In 1992/93, the design for the present school was approved. The B Block (Central School) building was demolished in 1992. In October 1994, construction began on the new school, with the main office and counsellors' office being completed first. The rest of the old senior school was demolished in May/June 1995 and the new quadrangle with 21 classrooms, 7 science labs, 4 computer labs and a classroom for students in special education was built. Following this, more demolition and renovation followed, including a new daycare area, food and textile room renovations, construction of the CAD lab, and the completion of the drama area. The total cost of these renovations was $12.6 million. Due to lack of further funding, the last phase of construction (demolition and rebuilding of the north gym) is on hold. On June 2, 1998, a formal dedication of the redevelopment of the school was held. The ceremony was attended by representatives from the school board and the school district.

Delta Central School was the original school located on the current site of Delta Secondary.
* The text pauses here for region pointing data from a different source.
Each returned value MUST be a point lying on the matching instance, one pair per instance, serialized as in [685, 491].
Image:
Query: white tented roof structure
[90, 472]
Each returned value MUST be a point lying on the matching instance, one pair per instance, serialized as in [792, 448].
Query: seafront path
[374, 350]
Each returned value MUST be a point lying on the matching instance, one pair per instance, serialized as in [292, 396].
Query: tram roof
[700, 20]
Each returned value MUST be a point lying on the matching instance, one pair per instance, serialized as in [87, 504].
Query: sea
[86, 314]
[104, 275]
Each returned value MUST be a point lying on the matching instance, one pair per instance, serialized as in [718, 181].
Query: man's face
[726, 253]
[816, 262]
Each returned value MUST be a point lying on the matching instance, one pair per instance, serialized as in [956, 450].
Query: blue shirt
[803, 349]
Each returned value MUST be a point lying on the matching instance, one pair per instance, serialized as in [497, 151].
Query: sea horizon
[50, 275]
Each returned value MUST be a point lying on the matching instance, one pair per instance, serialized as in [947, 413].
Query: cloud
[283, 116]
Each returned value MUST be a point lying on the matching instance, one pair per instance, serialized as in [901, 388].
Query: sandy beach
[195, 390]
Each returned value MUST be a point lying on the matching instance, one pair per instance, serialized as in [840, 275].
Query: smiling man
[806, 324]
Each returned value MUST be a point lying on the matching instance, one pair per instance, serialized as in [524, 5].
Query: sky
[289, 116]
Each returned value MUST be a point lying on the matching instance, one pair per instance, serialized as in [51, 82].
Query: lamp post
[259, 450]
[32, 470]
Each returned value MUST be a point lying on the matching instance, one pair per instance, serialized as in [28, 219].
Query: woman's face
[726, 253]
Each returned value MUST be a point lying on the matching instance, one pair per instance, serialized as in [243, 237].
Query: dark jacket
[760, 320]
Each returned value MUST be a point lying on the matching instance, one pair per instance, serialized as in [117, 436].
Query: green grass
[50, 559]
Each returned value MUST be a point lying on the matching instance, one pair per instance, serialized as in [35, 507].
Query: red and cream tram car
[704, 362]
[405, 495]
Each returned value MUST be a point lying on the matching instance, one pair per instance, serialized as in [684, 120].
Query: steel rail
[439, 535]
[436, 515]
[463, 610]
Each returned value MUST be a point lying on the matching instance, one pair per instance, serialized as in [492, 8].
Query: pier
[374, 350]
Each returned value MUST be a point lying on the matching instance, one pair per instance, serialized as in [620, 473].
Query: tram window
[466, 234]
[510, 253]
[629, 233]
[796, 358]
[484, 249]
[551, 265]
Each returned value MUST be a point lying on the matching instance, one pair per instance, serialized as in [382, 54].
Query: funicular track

It started accepting secondary students in 1938. In 1990, the oldest structure remaining on the site is the West gymnasium In late summer 2003, DSS finished construction of its newest building; a brand new, seismically upgraded gymnasium.

==Notable alumni==
- Uudam, Mongolian singer who attended Delta Secondary School.
- Will Sasso (most famous for his work on MADtv) attended Delta Secondary School.
- Jason Priestley (most famous for his work on Beverly Hills, 90210) attended Delta Secondary School.
- James Paxton (pitcher for the Boston Red Sox) attended Delta Secondary School.
- Andrew McBride former captain of the Calgary Roughnecks
- Ian Paton (BC Liberal MLA for Delta South) graduated from Delta Secondary School.
- Ivan Decker (2018 Juno Award winner Comedy Album of the Year) graduated from Delta Secondary School.